Foreign Perspectives

The morning went in preparing our samples for the PCR machine. Lots of pipetting samples in minuscule amounts, ice buckets and taking a of care to make sure our own DNA didn’t contaminate the samples. Quite a busy morning which finished with us assembling the gel for our agarose gel electrophoresis in the afternoon as it takes quite a while to set. Actually, the one consistent theme for this week seems to be that business of waiting around for something to set or be mixed and the like.

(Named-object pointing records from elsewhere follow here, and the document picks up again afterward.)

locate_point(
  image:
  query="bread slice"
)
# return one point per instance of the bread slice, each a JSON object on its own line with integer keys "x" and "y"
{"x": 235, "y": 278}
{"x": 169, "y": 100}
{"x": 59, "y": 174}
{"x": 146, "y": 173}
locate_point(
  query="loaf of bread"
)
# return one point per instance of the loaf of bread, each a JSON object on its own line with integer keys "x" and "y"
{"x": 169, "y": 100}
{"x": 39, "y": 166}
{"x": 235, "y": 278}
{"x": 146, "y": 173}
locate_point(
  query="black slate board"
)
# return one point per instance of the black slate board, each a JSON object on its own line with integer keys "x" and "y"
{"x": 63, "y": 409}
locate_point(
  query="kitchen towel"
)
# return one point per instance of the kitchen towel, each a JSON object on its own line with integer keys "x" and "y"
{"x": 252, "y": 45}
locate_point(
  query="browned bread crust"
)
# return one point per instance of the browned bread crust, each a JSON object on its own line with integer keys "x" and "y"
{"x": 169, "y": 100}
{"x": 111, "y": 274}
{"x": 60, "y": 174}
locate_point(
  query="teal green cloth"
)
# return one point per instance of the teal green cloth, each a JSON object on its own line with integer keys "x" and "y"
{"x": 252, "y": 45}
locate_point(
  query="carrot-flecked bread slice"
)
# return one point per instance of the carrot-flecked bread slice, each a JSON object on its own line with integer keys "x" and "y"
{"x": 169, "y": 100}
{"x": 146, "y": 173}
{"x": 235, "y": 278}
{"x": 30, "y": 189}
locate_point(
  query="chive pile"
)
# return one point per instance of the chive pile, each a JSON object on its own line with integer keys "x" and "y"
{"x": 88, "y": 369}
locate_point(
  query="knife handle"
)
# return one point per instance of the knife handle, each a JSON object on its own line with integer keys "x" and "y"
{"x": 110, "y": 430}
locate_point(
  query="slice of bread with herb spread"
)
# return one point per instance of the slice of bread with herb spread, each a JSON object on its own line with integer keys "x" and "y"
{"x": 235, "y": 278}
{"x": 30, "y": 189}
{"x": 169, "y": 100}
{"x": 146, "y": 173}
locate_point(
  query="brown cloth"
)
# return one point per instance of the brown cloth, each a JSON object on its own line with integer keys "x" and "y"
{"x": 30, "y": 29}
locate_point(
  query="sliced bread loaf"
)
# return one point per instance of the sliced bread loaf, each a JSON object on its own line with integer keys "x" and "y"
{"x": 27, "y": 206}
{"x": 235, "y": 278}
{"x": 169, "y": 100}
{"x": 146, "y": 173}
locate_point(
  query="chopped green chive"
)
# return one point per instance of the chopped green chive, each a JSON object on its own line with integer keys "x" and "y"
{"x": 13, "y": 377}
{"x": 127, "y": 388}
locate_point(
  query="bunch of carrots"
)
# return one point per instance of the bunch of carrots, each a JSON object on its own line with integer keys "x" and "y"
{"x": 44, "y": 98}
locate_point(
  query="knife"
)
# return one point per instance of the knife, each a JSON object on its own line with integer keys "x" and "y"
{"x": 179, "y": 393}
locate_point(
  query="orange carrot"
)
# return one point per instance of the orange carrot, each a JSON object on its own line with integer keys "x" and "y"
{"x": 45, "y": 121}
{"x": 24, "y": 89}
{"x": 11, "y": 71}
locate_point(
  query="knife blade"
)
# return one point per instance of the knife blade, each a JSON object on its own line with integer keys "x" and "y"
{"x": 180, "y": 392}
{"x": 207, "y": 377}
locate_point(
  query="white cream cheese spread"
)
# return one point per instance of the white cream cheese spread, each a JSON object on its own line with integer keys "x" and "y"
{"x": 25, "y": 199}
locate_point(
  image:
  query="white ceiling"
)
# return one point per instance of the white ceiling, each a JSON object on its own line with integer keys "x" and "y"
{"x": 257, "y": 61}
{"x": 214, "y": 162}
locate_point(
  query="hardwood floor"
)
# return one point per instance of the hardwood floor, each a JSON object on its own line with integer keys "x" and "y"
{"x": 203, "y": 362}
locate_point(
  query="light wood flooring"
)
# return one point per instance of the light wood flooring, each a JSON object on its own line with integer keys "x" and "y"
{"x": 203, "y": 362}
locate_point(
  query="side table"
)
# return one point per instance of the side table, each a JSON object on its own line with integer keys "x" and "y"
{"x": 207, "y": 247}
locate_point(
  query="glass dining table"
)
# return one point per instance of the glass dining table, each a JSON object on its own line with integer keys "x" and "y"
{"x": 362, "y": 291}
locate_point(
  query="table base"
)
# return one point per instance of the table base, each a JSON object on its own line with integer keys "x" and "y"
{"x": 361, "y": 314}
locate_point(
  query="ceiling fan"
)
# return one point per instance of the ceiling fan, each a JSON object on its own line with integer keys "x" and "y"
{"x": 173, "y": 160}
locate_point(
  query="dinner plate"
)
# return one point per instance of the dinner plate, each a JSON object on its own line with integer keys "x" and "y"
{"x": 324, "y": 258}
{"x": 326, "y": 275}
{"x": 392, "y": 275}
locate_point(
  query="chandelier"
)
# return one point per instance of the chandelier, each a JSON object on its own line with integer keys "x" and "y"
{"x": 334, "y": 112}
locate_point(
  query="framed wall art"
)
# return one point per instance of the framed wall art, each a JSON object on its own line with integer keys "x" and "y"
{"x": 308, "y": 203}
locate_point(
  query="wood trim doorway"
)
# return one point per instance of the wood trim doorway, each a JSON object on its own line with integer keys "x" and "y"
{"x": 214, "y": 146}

What the PCR setup sequence does is to slice out the bit of DNA that we were interested in ie CCR5-delta-32. That’s an interesting sequence as people that don’t have it are essentially immune to HIV, hence the focus on it through this summer school. Anyway, the PCR takes that bit out and produces millions of copies of it, increasing the concentration of the gene segment enough that it can be detected by the gel we used in the afternoon.

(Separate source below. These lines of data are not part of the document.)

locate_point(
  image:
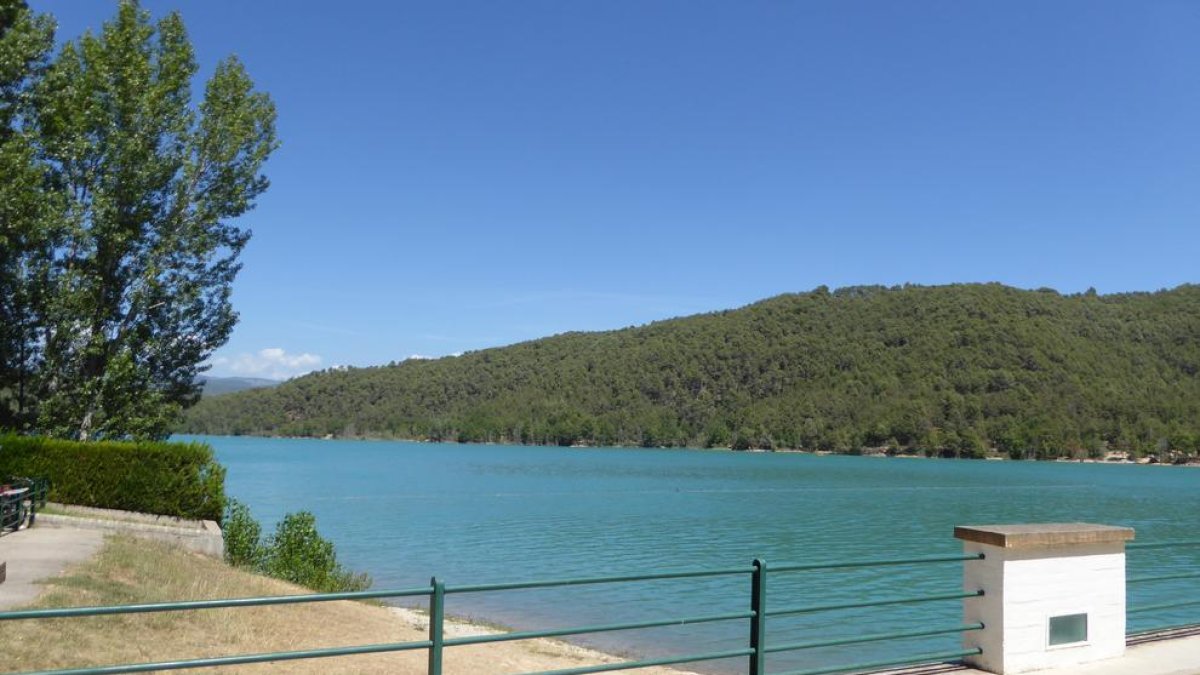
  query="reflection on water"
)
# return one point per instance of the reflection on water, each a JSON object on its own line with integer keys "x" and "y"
{"x": 405, "y": 512}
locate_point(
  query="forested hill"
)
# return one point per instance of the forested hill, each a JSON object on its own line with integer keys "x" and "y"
{"x": 952, "y": 369}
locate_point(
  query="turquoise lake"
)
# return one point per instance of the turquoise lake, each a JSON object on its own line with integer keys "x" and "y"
{"x": 405, "y": 512}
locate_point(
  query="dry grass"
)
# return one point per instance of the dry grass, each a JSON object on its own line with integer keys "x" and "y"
{"x": 136, "y": 571}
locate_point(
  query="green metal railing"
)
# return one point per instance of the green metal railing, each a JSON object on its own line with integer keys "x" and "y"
{"x": 755, "y": 651}
{"x": 19, "y": 501}
{"x": 1157, "y": 578}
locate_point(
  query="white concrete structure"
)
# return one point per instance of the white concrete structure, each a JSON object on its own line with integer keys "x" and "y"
{"x": 1054, "y": 595}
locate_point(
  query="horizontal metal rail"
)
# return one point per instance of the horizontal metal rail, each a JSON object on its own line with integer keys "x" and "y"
{"x": 1162, "y": 605}
{"x": 909, "y": 599}
{"x": 877, "y": 562}
{"x": 238, "y": 659}
{"x": 1169, "y": 628}
{"x": 1163, "y": 578}
{"x": 875, "y": 638}
{"x": 935, "y": 657}
{"x": 649, "y": 662}
{"x": 588, "y": 580}
{"x": 437, "y": 641}
{"x": 99, "y": 610}
{"x": 597, "y": 628}
{"x": 1163, "y": 544}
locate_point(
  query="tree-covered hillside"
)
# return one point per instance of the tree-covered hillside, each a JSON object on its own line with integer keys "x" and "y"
{"x": 953, "y": 369}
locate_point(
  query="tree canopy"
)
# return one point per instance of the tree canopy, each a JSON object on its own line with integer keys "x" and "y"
{"x": 957, "y": 370}
{"x": 119, "y": 243}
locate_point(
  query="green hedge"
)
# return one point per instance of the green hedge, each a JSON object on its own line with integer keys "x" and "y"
{"x": 180, "y": 479}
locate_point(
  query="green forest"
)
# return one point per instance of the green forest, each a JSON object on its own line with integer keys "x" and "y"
{"x": 961, "y": 370}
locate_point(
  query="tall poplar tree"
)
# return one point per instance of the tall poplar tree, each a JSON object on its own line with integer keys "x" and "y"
{"x": 147, "y": 186}
{"x": 28, "y": 211}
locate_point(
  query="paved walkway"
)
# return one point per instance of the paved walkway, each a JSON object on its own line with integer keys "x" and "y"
{"x": 41, "y": 553}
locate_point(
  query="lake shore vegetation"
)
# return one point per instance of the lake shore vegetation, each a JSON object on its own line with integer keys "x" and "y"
{"x": 960, "y": 370}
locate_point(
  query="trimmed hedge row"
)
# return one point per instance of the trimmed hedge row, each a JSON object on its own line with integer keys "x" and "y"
{"x": 181, "y": 479}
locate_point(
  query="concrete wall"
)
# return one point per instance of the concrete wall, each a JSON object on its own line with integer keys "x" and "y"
{"x": 201, "y": 536}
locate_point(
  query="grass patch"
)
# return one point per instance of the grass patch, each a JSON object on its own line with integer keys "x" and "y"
{"x": 137, "y": 571}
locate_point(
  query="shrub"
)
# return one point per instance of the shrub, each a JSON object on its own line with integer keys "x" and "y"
{"x": 243, "y": 537}
{"x": 166, "y": 478}
{"x": 294, "y": 553}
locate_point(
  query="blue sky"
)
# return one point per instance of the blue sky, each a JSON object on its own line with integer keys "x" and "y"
{"x": 459, "y": 175}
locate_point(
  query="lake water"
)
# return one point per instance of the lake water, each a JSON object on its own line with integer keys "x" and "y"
{"x": 469, "y": 514}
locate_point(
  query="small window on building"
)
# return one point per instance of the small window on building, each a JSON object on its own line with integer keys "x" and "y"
{"x": 1068, "y": 629}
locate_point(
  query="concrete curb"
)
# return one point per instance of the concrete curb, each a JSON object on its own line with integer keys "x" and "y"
{"x": 201, "y": 536}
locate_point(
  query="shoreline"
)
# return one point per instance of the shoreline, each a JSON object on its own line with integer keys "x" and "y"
{"x": 1192, "y": 464}
{"x": 465, "y": 627}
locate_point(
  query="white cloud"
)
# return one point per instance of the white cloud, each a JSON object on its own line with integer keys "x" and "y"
{"x": 273, "y": 363}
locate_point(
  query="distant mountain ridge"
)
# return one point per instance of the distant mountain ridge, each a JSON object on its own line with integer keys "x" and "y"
{"x": 217, "y": 386}
{"x": 955, "y": 370}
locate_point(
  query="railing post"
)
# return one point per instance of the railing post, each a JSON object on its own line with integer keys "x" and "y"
{"x": 759, "y": 621}
{"x": 437, "y": 613}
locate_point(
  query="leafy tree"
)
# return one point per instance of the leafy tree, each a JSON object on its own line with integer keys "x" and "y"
{"x": 27, "y": 210}
{"x": 136, "y": 291}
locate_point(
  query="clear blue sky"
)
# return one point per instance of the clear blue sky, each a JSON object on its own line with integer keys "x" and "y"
{"x": 457, "y": 175}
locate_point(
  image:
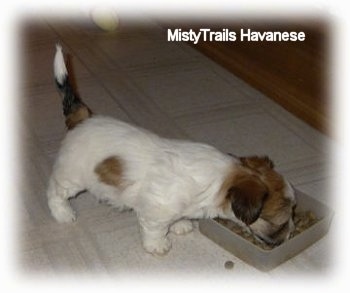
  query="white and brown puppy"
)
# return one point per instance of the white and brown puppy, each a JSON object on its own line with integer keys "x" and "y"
{"x": 167, "y": 182}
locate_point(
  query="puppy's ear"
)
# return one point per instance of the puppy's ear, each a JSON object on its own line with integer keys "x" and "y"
{"x": 247, "y": 199}
{"x": 257, "y": 163}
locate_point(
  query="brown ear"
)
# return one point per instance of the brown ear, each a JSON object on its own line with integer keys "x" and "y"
{"x": 247, "y": 198}
{"x": 256, "y": 162}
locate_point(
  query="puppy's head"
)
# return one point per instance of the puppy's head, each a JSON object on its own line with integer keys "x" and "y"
{"x": 262, "y": 199}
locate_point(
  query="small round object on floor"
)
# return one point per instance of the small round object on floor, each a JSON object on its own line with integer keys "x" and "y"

The gel process separates out the various proteins in the post-PCR mixes depending on the size of the fragments (their original shape doesn’t matter as the PCR process chops up the DNA or rather amplifies just the fragments that you want to look at). After half an hour or so it’s finished but you can’t see anything until the gel is placed under UV illumination as the dye used is UV sensitive which is a shame as you can’t see the proteins moving along the gel.

The various gaps in the day were filled in by the theory behind it all though, mainly, running behind the practical bits.

We’d our first SXR376-exclusive lecture this evening on genetic variation (the one last night on transposons was shared with SXR375) followed by the optional one on giving a research presentation.